В это время одна из коз решила, что ей надоело стоять и, дернув веревку, громко заблеяла, привлекая внимание всей компании. Увидев покрасневшую как свекла Алессию, они расступились, открывая проход к ее жеребёнку, тихо подрагивающему под накинутым одеялом. Он и правда выглядел хуже чем два часа назад — глазки выкатились и пересохли, а светлая шерстка заскорузла от запекшейся крови и слизи.

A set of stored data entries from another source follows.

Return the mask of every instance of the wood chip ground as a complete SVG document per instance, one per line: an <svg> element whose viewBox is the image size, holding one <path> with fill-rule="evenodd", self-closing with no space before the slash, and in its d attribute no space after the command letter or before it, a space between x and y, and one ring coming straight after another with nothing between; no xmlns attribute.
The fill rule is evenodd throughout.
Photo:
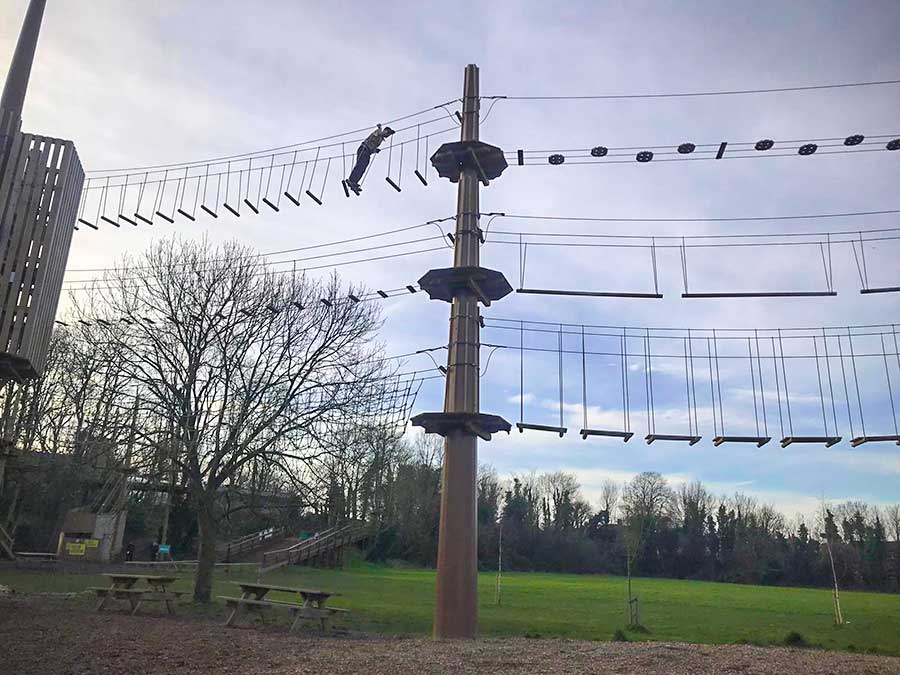
<svg viewBox="0 0 900 675"><path fill-rule="evenodd" d="M900 658L660 642L320 637L283 626L226 629L183 615L96 614L77 602L7 596L0 598L0 672L900 675Z"/></svg>

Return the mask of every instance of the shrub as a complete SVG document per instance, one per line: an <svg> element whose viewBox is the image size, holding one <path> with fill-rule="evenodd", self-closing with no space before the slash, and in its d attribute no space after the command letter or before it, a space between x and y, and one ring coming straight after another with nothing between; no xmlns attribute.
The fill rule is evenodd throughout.
<svg viewBox="0 0 900 675"><path fill-rule="evenodd" d="M788 647L808 647L809 643L806 638L795 630L784 636L784 644Z"/></svg>
<svg viewBox="0 0 900 675"><path fill-rule="evenodd" d="M613 642L628 642L628 636L625 635L625 631L623 631L621 628L616 628L616 632L613 633L613 636L612 636L612 641Z"/></svg>

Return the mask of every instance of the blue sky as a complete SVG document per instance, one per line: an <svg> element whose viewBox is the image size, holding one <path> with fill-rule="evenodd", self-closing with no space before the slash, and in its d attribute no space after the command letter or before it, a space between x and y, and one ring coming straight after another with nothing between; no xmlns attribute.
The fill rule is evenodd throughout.
<svg viewBox="0 0 900 675"><path fill-rule="evenodd" d="M7 0L0 7L0 63L8 63L25 6L25 0ZM449 101L461 95L467 63L480 66L483 95L652 93L898 79L898 28L900 5L895 2L50 2L24 128L73 139L87 169L178 162L325 136ZM482 139L515 150L891 134L900 132L898 109L900 86L692 99L501 101L483 125ZM892 209L900 207L898 160L900 153L870 153L752 162L513 166L482 191L482 210L690 219ZM198 218L196 223L178 220L154 229L78 232L69 265L102 267L172 231L187 237L206 234L214 241L237 238L271 251L451 215L455 186L435 179L422 187L408 166L400 194L381 177L382 156L372 169L374 180L359 199L345 199L332 179L323 207L308 202L252 220ZM896 222L896 216L880 216L812 222L564 224L564 229L691 235L854 230ZM563 225L498 220L493 227L548 231ZM895 243L885 242L869 252L872 273L885 285L900 283L900 247ZM514 248L485 246L482 263L504 271L515 285ZM649 267L632 256L615 249L530 250L528 280L535 286L645 290L651 283ZM815 250L795 255L784 249L698 255L691 280L697 288L814 288L822 285L814 276L820 273L816 256ZM342 275L369 288L396 288L414 283L431 267L450 263L447 249L346 267ZM836 298L683 300L677 252L661 251L659 268L663 300L512 295L485 315L723 329L900 321L896 296L858 294L846 246L835 249ZM385 301L383 308L388 353L446 342L448 308L443 303L417 294ZM500 338L490 331L484 339ZM515 335L506 338L507 343L516 341ZM518 358L512 350L498 351L482 388L483 409L513 422L520 395ZM558 406L556 356L526 358L527 415L533 416L529 421L553 424ZM429 364L419 357L407 367ZM663 411L658 415L669 414L662 419L681 424L683 380L675 365L668 374L664 363L658 365L657 406ZM752 413L745 396L746 373L727 370L726 421L748 419ZM564 372L567 423L576 426L581 411L578 359L567 357ZM895 372L895 399L900 402L900 372ZM877 375L863 375L869 383L864 394L871 410L867 415L886 426L886 390L876 391ZM618 415L619 394L602 382L618 376L603 359L593 363L591 382L598 386L592 389L592 415ZM635 374L635 385L640 376ZM814 374L798 371L791 377L792 393L796 386L801 399L817 396ZM442 393L442 382L430 381L418 409L440 409ZM641 401L636 398L633 407L640 408ZM815 405L814 398L810 409ZM640 436L646 429L638 412L632 422ZM770 417L776 414L774 408L769 412ZM541 415L546 419L539 419ZM606 477L625 480L638 471L658 470L676 481L701 479L716 491L755 494L789 515L811 512L822 496L873 502L900 498L896 446L851 449L844 443L829 450L783 450L773 442L762 449L713 448L705 415L708 411L702 410L706 439L690 448L647 446L639 439L627 445L584 442L571 432L564 439L514 432L482 443L480 459L503 475L574 471L588 497ZM657 427L664 431L660 419ZM842 432L849 435L846 429Z"/></svg>

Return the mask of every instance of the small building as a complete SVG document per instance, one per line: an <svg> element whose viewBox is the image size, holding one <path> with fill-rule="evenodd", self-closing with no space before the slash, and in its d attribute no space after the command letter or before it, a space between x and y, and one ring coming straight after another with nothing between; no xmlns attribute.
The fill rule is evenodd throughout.
<svg viewBox="0 0 900 675"><path fill-rule="evenodd" d="M60 559L110 562L122 552L125 510L90 513L72 509L66 513L56 555Z"/></svg>

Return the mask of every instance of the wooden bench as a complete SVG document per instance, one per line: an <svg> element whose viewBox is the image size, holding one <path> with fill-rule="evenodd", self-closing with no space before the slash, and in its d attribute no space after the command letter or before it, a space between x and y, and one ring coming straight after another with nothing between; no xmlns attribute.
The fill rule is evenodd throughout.
<svg viewBox="0 0 900 675"><path fill-rule="evenodd" d="M261 600L254 598L236 598L228 595L218 596L219 600L224 600L226 607L231 609L228 619L225 621L226 626L233 626L241 609L247 609L256 612L260 620L265 623L265 612L267 609L287 609L288 613L294 617L291 622L291 630L294 630L304 620L314 620L319 622L320 629L324 632L331 627L331 619L339 614L346 614L350 610L340 607L312 607L306 604L296 602L286 602L284 600Z"/></svg>
<svg viewBox="0 0 900 675"><path fill-rule="evenodd" d="M185 595L184 591L171 591L168 589L168 585L175 581L175 577L132 574L105 574L104 576L110 577L112 585L106 587L91 586L87 589L96 593L99 599L97 602L98 612L103 609L107 600L114 598L116 600L127 600L131 606L132 615L137 613L144 602L164 602L169 614L174 614L173 601ZM138 581L145 581L146 585L137 588L136 584Z"/></svg>

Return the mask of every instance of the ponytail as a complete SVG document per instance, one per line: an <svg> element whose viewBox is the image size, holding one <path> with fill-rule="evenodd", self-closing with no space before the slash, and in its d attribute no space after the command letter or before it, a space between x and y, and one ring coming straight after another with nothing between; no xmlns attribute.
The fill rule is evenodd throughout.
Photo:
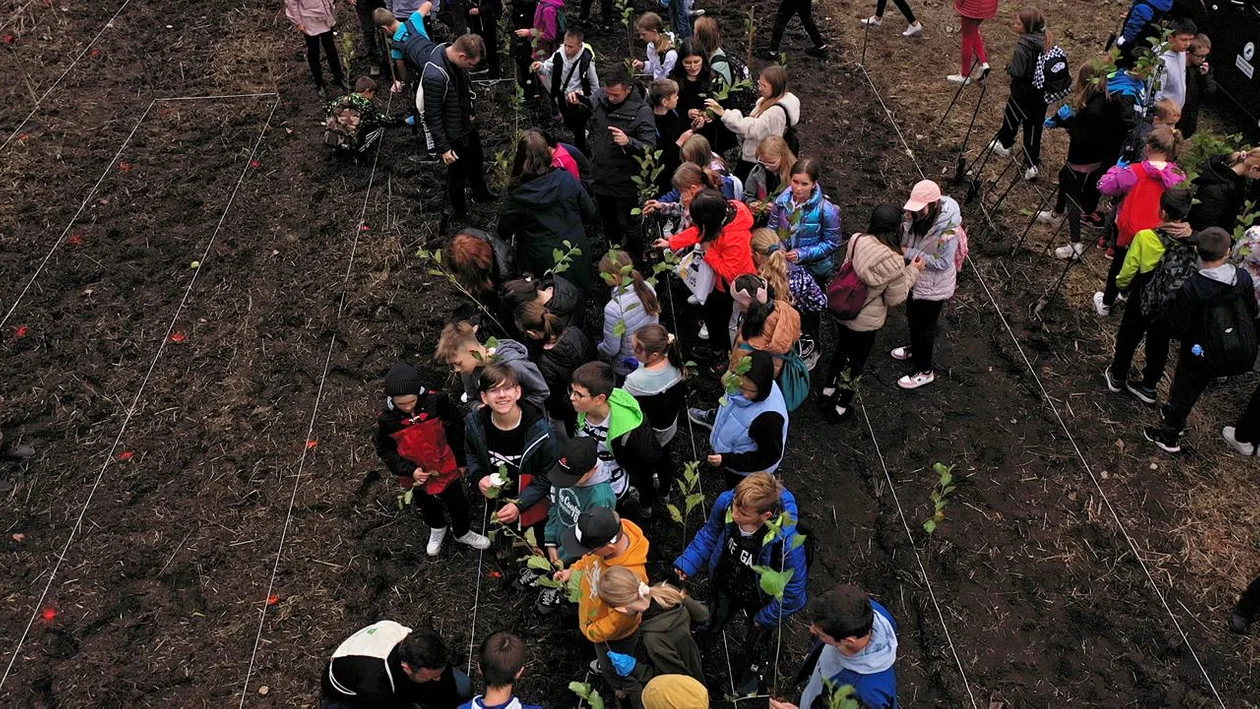
<svg viewBox="0 0 1260 709"><path fill-rule="evenodd" d="M629 267L628 270L627 267ZM608 285L612 286L614 291L624 288L626 286L626 277L629 276L634 287L634 294L643 306L643 312L652 316L661 314L661 302L656 298L656 293L648 285L647 281L643 279L643 274L639 273L637 268L634 268L630 255L625 251L609 251L604 254L604 258L599 261L599 274ZM615 295L616 293L614 293Z"/></svg>
<svg viewBox="0 0 1260 709"><path fill-rule="evenodd" d="M643 598L650 598L662 608L674 608L687 597L667 583L649 586L624 566L610 566L599 578L599 600L613 608L624 608Z"/></svg>
<svg viewBox="0 0 1260 709"><path fill-rule="evenodd" d="M564 324L560 318L547 310L542 300L531 300L516 306L512 313L516 329L531 339L541 340L543 344L551 344L560 337ZM538 336L535 337L534 334Z"/></svg>
<svg viewBox="0 0 1260 709"><path fill-rule="evenodd" d="M721 174L707 165L701 166L693 162L684 162L674 170L672 182L674 187L681 192L688 187L711 187L715 190L721 190L723 180Z"/></svg>
<svg viewBox="0 0 1260 709"><path fill-rule="evenodd" d="M752 233L753 255L760 263L757 275L765 279L779 297L793 303L792 291L788 285L788 260L783 251L783 242L773 230L761 228Z"/></svg>
<svg viewBox="0 0 1260 709"><path fill-rule="evenodd" d="M1050 34L1050 30L1046 29L1046 18L1041 14L1041 10L1035 7L1026 7L1020 10L1016 17L1019 18L1019 23L1024 28L1024 34L1032 34L1034 32L1045 34L1045 39L1041 43L1042 54L1054 48L1054 35Z"/></svg>
<svg viewBox="0 0 1260 709"><path fill-rule="evenodd" d="M682 353L678 351L678 338L674 337L674 333L667 330L664 325L644 325L634 331L634 336L638 339L644 354L665 355L669 363L682 373L683 379L687 378L687 367L683 362Z"/></svg>
<svg viewBox="0 0 1260 709"><path fill-rule="evenodd" d="M1181 131L1172 126L1156 126L1151 134L1146 136L1146 150L1162 153L1168 158L1168 162L1176 162L1182 142Z"/></svg>
<svg viewBox="0 0 1260 709"><path fill-rule="evenodd" d="M739 334L747 342L765 332L766 321L774 312L774 289L761 276L750 273L736 278L732 286L731 296L746 308Z"/></svg>

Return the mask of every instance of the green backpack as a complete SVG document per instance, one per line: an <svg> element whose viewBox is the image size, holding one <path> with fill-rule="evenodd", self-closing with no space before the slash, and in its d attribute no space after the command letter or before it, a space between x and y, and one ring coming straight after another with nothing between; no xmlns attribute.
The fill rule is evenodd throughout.
<svg viewBox="0 0 1260 709"><path fill-rule="evenodd" d="M740 349L753 351L747 342L741 344ZM779 377L775 381L779 383L779 391L783 393L783 403L787 405L788 412L796 411L797 407L809 398L809 365L801 359L795 347L788 350L787 354L770 353L770 356L783 363L783 368L779 370Z"/></svg>

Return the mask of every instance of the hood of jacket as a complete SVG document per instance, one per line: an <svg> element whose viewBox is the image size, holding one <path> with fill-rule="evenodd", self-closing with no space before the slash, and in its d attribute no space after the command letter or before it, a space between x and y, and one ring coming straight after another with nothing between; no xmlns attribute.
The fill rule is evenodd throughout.
<svg viewBox="0 0 1260 709"><path fill-rule="evenodd" d="M529 350L516 340L499 340L499 344L494 348L494 356L504 364L521 360L528 362Z"/></svg>
<svg viewBox="0 0 1260 709"><path fill-rule="evenodd" d="M582 289L576 283L561 276L551 279L551 300L547 301L547 312L567 325L581 305Z"/></svg>
<svg viewBox="0 0 1260 709"><path fill-rule="evenodd" d="M1233 286L1238 283L1238 267L1232 263L1223 263L1214 268L1204 268L1199 273L1204 278L1216 281L1222 285Z"/></svg>
<svg viewBox="0 0 1260 709"><path fill-rule="evenodd" d="M608 444L638 428L643 423L639 402L625 389L617 387L608 397ZM586 414L578 414L577 425L586 424Z"/></svg>
<svg viewBox="0 0 1260 709"><path fill-rule="evenodd" d="M1159 175L1159 179L1164 183L1164 189L1176 187L1186 179L1186 175L1177 167L1176 163L1167 163L1163 168L1155 167L1150 160L1143 160L1142 167L1146 168L1146 172L1151 175Z"/></svg>
<svg viewBox="0 0 1260 709"><path fill-rule="evenodd" d="M857 239L858 235L853 238ZM863 234L853 244L853 270L863 283L872 288L887 286L900 278L905 265L905 258L888 248L877 236Z"/></svg>
<svg viewBox="0 0 1260 709"><path fill-rule="evenodd" d="M736 392L734 396L730 397L732 404L740 401L765 401L774 387L774 355L761 350L753 350L748 353L747 359L752 364L749 365L748 371L744 373L744 376L753 380L753 383L757 385L757 398L748 399L742 393Z"/></svg>
<svg viewBox="0 0 1260 709"><path fill-rule="evenodd" d="M542 359L566 370L574 370L590 359L591 341L578 327L566 327L556 338L556 343L543 347ZM540 362L541 364L541 362Z"/></svg>
<svg viewBox="0 0 1260 709"><path fill-rule="evenodd" d="M693 612L698 610L696 608L698 604L688 601L690 598L684 599L673 608L665 608L655 615L644 616L643 622L639 624L639 630L644 633L662 634L678 630L690 632L692 622L698 624L703 621L693 615ZM652 602L656 603L656 601Z"/></svg>
<svg viewBox="0 0 1260 709"><path fill-rule="evenodd" d="M791 91L785 92L779 97L779 105L787 110L789 124L796 125L801 122L801 100L796 97L796 94Z"/></svg>
<svg viewBox="0 0 1260 709"><path fill-rule="evenodd" d="M566 182L564 176L567 174L564 170L553 167L529 182L514 187L512 196L528 206L547 209L563 199Z"/></svg>
<svg viewBox="0 0 1260 709"><path fill-rule="evenodd" d="M603 87L595 90L593 100L604 109L604 113L607 114L609 118L615 118L622 121L633 121L635 116L638 114L640 107L644 105L646 97L643 94L643 89L636 84L631 87L629 95L626 96L626 100L616 106L613 105L612 101L608 100L608 92L605 91Z"/></svg>
<svg viewBox="0 0 1260 709"><path fill-rule="evenodd" d="M883 606L871 602L875 611L875 622L871 626L871 641L856 655L845 655L837 652L838 664L846 670L860 675L873 675L893 666L897 659L897 631L893 623L885 615ZM884 612L880 612L884 611Z"/></svg>
<svg viewBox="0 0 1260 709"><path fill-rule="evenodd" d="M1234 172L1233 166L1230 165L1231 156L1214 155L1208 158L1207 164L1203 166L1203 172L1195 178L1195 187L1203 187L1204 185L1220 185L1229 189L1243 189L1246 187L1247 178Z"/></svg>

— Маленький мой, — кинулась к нему девушка, в миг забыв о насмешливых взглядах за спиной. Порывшись в сумке, она вытащила продолговатый глиняный кувшин, которым ее снабдил конюх. Кобылиного молока им добыть не удалось — кобыла ни за что не захотела подпускать к себе чужаков, тогда Сэпп, так звали конюха, налил туда козьего молока, разбавил водой и добавил каплю меда. Все время, пока он наставлял ее, подбирая простые слова из обоих языков, чтобы ей было понятно, он недоуменно поглядывал на нее, словно пытаясь понять, что в ней такого особенного, чтобы привлечь внимание такого человека, как лорд Радован.
Скрутив кусочек мягкой тряпицы, она вставила его в горлышко кувшина, соорудив примитивную соску. Жеребёнок, почувствовавший запах еды, закрутился и снова попробовал приподняться, но не в силах удержать свой вес, упал обратно по подстилку.
— Тихо, тихо, маленький, все будет хорошо, — утешала его девушка, пытаясь приспособить бутыль к его губам. Тот лишь чмокал, не понимая, как взять соску.
— Ты наклони бутылку, чтоб лучше потекло, — подсказал Волк. Алессия вздрогнула от неожиданности, она и не заметила, когда он подошел к ней и, присев рядом на корточки, наблюдал за ее неумелыми попытками. Остальные сгрудились поодаль, обмениваясь непонимающими взглядами, переводя их с нее, на жеребенка и длинношерстных, ухоженных коз, явно приведенных не с солдатской кухни.
Алессия сделала, как он сказал, молоко закапало по губам жеребенка, и тот, наконец, ухватив соску, начал сосать.
— Поддерживай бутылку, девочка, ему тяжело самому, — снова подбодрил ее Волк.
— Да-да, я знаю, — благодарно отозвалась Алессия.
Пока она кормила жеребенка, Волк нашел и привязал, ушедших было коз.
— За нелегкое дело ты взялась, девочка, — мрачно проговорил Волк, не выпуская соломинки из уголка рта.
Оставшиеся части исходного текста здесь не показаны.